The Way I Write – Strategy

I’m definitely an acolyte of Anne Lamott’s “shitty drafts” strategy.  Generally before I write anything real, I have to take a moment (or a day) to scribble in my notebook, starting with the first things that comes to mind and rattling of whatever comes afterwards.  Usually, this draft truly is shitty.  I used to think those drafts were more valuable, more “pure,” because they had my first thoughts and weren’t bogged down by what came after.  Now, I realize that part of a writer’s duty to her reader is to scrape all the residual brain-gunk off a piece so that all that’s left is exactly what she wants to say.

Even when I’m writing something academic and non-creative, I almost always write a quick stream-of-thought about the topic, about the information I have and my perceptions on it.  Usually this is where I get my thesis and most of my main points, and from there I can draw up an outline and continue developing my ideas.  My creative writing could probably benefit from that same outline process, but I haven’t gotten to that point yet.  That would be a good thing for me to try in the near future!

 

Mary Gallagher

I'd like to be good at poetry, short stories, and creative nonfiction, but really I'm here to develop the skills to write about politics and world issues

3 thoughts to “The Way I Write – Strategy”

  1. Would you say you free write to obtain your thesis then continue to write or just write a whole bunch then from all of that “gunk” you decide what your main point is.

    I find myself just typing, and dabbling, and word vomiting everywhere with an intention in mind and then clean it up after.

  2. I think it’s interesting that you don’t use the free writing stuff for your more creative pieces because normally the idea of free writing just brings to mind creativity.
    It’s great that you can usually find a thesis and main ideas in your scribble of writing.

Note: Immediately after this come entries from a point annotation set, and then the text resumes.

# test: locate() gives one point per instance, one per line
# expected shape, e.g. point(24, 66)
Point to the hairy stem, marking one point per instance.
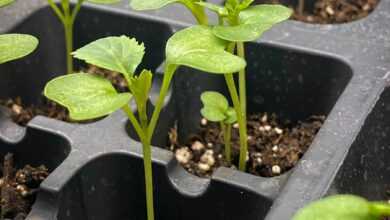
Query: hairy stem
point(241, 122)
point(168, 74)
point(198, 12)
point(227, 139)
point(242, 80)
point(56, 10)
point(67, 17)
point(147, 152)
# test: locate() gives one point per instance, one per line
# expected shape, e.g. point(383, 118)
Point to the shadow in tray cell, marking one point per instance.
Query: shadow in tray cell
point(292, 84)
point(366, 168)
point(112, 187)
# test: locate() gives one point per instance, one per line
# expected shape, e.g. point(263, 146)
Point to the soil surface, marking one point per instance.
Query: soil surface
point(22, 114)
point(275, 146)
point(19, 188)
point(331, 11)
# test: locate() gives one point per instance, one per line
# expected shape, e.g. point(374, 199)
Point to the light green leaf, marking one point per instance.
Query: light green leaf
point(150, 4)
point(86, 96)
point(215, 106)
point(231, 116)
point(140, 87)
point(245, 4)
point(254, 21)
point(5, 2)
point(15, 46)
point(212, 114)
point(104, 1)
point(119, 54)
point(222, 11)
point(342, 207)
point(199, 48)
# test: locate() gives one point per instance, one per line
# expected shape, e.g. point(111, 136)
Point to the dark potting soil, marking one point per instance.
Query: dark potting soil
point(275, 146)
point(22, 114)
point(331, 11)
point(19, 188)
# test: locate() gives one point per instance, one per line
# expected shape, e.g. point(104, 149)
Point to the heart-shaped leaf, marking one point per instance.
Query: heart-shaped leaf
point(199, 48)
point(86, 96)
point(119, 54)
point(5, 2)
point(216, 108)
point(343, 207)
point(150, 4)
point(15, 46)
point(253, 22)
point(104, 1)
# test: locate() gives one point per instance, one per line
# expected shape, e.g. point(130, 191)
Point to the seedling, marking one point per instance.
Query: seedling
point(239, 22)
point(67, 16)
point(216, 109)
point(345, 207)
point(89, 96)
point(15, 46)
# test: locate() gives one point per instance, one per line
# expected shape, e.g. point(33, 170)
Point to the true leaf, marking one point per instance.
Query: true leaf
point(222, 11)
point(120, 54)
point(5, 2)
point(199, 48)
point(104, 1)
point(231, 116)
point(14, 46)
point(345, 207)
point(150, 4)
point(253, 22)
point(140, 87)
point(212, 114)
point(245, 4)
point(86, 96)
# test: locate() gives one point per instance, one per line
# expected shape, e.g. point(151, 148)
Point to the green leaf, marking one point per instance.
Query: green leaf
point(5, 2)
point(15, 46)
point(140, 87)
point(150, 4)
point(119, 54)
point(86, 96)
point(231, 116)
point(215, 106)
point(212, 114)
point(221, 11)
point(245, 4)
point(253, 22)
point(104, 1)
point(339, 207)
point(199, 48)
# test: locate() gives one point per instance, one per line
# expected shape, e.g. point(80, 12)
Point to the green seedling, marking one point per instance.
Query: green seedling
point(216, 109)
point(239, 22)
point(15, 46)
point(89, 96)
point(67, 16)
point(345, 207)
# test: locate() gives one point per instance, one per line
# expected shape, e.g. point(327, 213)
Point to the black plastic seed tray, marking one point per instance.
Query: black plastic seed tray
point(295, 70)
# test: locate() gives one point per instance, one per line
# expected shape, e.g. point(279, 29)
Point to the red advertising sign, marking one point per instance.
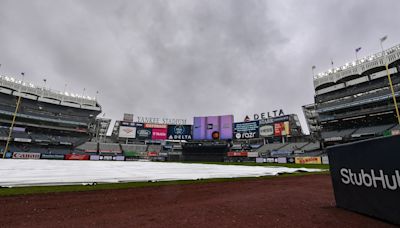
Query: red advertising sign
point(77, 157)
point(159, 134)
point(23, 155)
point(152, 154)
point(237, 154)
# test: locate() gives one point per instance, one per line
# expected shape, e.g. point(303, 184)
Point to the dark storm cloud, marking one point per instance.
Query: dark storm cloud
point(187, 58)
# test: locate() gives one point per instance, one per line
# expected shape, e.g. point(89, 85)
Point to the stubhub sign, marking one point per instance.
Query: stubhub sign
point(366, 177)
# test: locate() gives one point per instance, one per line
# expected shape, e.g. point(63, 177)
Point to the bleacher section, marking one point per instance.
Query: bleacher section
point(88, 147)
point(336, 134)
point(134, 150)
point(109, 148)
point(312, 146)
point(373, 130)
point(270, 147)
point(294, 146)
point(154, 148)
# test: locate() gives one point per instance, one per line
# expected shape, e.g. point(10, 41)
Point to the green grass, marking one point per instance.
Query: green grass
point(78, 188)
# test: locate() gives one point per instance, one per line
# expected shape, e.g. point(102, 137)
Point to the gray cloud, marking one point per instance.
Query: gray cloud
point(188, 58)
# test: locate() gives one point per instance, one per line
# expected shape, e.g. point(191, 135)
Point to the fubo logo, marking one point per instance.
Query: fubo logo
point(144, 133)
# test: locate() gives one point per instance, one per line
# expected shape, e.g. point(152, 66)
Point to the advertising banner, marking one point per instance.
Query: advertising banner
point(261, 160)
point(24, 155)
point(152, 125)
point(266, 131)
point(159, 134)
point(119, 158)
point(237, 154)
point(94, 157)
point(252, 154)
point(179, 132)
point(325, 160)
point(143, 133)
point(77, 157)
point(204, 128)
point(291, 160)
point(281, 128)
point(127, 132)
point(366, 177)
point(246, 130)
point(308, 160)
point(282, 160)
point(152, 154)
point(52, 156)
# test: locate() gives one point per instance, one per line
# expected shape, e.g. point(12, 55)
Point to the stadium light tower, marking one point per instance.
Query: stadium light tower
point(13, 121)
point(390, 80)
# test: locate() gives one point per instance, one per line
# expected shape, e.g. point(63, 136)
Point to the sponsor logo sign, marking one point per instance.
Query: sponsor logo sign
point(143, 133)
point(366, 177)
point(151, 125)
point(252, 154)
point(204, 127)
point(94, 157)
point(246, 130)
point(281, 128)
point(237, 154)
point(77, 157)
point(271, 160)
point(119, 158)
point(271, 114)
point(157, 120)
point(152, 154)
point(179, 132)
point(53, 156)
point(127, 132)
point(308, 160)
point(282, 160)
point(159, 134)
point(266, 130)
point(128, 117)
point(23, 155)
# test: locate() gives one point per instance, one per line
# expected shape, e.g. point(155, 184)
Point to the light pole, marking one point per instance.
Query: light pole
point(390, 80)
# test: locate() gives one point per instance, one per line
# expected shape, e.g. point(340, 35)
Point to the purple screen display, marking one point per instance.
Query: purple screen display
point(203, 127)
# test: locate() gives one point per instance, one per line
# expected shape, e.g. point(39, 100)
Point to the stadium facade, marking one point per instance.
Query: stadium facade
point(355, 101)
point(45, 121)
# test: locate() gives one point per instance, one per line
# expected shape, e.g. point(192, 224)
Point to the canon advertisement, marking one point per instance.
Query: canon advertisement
point(366, 177)
point(127, 132)
point(246, 130)
point(281, 128)
point(213, 127)
point(179, 132)
point(267, 131)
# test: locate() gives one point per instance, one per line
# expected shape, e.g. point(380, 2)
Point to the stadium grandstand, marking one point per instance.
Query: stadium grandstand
point(42, 120)
point(355, 101)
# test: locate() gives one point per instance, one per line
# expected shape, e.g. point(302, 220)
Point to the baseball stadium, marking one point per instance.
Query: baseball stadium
point(60, 166)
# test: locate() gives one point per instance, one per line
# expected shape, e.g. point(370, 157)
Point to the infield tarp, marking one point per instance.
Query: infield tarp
point(61, 172)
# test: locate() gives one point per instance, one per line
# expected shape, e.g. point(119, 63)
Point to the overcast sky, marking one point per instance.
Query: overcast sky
point(180, 59)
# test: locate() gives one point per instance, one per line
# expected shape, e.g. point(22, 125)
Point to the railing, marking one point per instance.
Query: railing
point(359, 66)
point(26, 87)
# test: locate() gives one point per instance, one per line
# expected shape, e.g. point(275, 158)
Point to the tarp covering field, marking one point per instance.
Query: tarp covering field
point(15, 173)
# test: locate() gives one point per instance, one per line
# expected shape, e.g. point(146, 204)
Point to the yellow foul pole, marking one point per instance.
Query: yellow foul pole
point(11, 127)
point(393, 95)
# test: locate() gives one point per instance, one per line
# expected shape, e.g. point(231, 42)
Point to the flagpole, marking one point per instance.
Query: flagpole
point(390, 80)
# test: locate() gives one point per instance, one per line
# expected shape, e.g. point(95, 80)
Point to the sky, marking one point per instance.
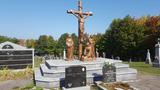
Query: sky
point(28, 19)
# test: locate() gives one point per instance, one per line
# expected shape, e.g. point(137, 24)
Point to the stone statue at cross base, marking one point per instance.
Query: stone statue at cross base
point(89, 51)
point(69, 48)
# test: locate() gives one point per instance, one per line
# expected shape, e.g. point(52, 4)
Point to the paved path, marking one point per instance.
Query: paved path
point(147, 82)
point(144, 82)
point(10, 84)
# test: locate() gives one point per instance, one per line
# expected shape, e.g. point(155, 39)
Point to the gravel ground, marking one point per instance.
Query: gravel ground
point(147, 82)
point(10, 84)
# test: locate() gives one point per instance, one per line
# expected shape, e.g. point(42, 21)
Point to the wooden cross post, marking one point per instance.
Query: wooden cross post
point(81, 16)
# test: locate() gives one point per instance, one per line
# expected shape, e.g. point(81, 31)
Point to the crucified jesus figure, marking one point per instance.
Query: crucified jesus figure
point(81, 16)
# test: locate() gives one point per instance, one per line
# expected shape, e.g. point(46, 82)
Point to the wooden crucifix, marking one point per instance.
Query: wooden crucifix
point(81, 16)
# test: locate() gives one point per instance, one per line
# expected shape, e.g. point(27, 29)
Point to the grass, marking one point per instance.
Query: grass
point(144, 68)
point(29, 86)
point(38, 61)
point(6, 74)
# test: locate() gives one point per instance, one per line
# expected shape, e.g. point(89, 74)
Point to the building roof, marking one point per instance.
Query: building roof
point(10, 45)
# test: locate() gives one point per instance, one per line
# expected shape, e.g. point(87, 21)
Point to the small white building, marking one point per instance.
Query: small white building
point(14, 56)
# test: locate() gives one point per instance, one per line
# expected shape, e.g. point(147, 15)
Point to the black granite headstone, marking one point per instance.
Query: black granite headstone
point(109, 73)
point(75, 76)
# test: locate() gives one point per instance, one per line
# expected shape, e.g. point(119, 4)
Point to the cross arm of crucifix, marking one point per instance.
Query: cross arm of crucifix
point(79, 14)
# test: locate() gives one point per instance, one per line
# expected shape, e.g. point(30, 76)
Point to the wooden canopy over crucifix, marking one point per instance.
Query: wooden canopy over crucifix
point(81, 16)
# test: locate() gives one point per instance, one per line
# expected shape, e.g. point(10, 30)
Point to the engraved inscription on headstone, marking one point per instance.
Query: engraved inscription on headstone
point(109, 73)
point(75, 76)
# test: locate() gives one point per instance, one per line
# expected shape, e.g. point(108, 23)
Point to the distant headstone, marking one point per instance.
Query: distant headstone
point(148, 57)
point(112, 57)
point(75, 76)
point(109, 73)
point(118, 58)
point(104, 55)
point(156, 62)
point(130, 60)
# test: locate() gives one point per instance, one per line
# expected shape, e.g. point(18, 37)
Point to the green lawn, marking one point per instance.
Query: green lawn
point(144, 68)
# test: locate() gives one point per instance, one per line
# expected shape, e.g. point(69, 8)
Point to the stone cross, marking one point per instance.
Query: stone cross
point(104, 55)
point(81, 16)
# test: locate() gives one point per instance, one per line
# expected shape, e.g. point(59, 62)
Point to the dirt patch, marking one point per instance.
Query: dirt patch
point(13, 84)
point(147, 82)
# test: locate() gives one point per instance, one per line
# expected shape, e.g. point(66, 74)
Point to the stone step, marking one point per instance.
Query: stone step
point(126, 75)
point(61, 73)
point(62, 64)
point(48, 82)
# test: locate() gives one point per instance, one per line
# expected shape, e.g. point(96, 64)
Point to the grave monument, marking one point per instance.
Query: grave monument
point(156, 62)
point(78, 74)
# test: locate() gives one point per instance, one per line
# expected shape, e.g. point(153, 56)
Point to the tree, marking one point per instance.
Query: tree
point(123, 38)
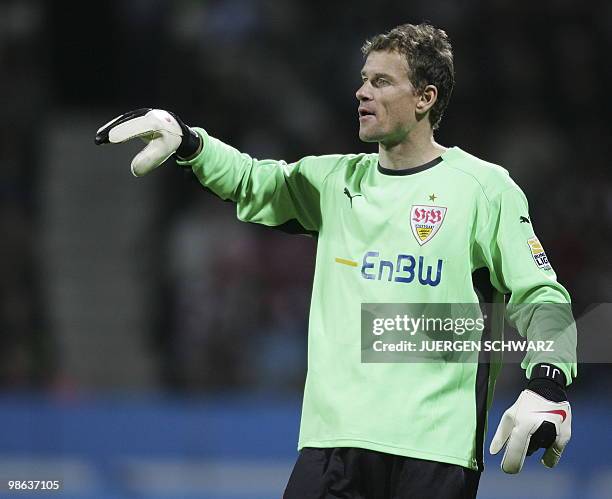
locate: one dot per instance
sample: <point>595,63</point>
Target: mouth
<point>365,113</point>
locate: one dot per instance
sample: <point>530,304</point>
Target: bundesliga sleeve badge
<point>425,221</point>
<point>538,253</point>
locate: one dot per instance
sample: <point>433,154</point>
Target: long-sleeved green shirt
<point>413,237</point>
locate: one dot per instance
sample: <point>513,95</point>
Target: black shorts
<point>350,473</point>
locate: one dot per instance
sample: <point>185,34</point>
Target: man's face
<point>387,99</point>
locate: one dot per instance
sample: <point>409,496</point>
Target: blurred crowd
<point>278,79</point>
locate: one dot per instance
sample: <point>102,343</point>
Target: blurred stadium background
<point>153,346</point>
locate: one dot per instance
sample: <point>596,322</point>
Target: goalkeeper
<point>408,224</point>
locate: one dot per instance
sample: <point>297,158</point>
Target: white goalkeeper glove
<point>540,418</point>
<point>163,131</point>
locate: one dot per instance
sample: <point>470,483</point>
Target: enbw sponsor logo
<point>405,269</point>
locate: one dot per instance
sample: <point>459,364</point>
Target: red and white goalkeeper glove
<point>540,418</point>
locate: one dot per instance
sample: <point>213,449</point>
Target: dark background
<point>114,285</point>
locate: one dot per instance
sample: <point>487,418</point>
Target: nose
<point>363,92</point>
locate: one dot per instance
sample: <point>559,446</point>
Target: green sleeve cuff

I find that often most of the stuff I use ends up maybe making it into parts of my argument, but usually doesn’t turn into a thesis, so that’s pretty cool.
    Do you think about research and sources at all when you’re free writing? or do you free write after you’ve already done some primary research and have an idea of what’s out there? Or do you just kinda write stuff and figure that there’s probably some research out there that talks about similar ideas to your own?

  3. I may be the only person in the world who doesn’t free write prior to writing! I think I missed the message because my problem always comes from “where and how am I going to start this thing?” I may have to follow your lead on this one.

    I like your counter idea of what writing is all about. It isn’t about creating something, but rather, it is about taking what you already have and taking things out and adding things in that create an even better piece of writing. Interesting take on this!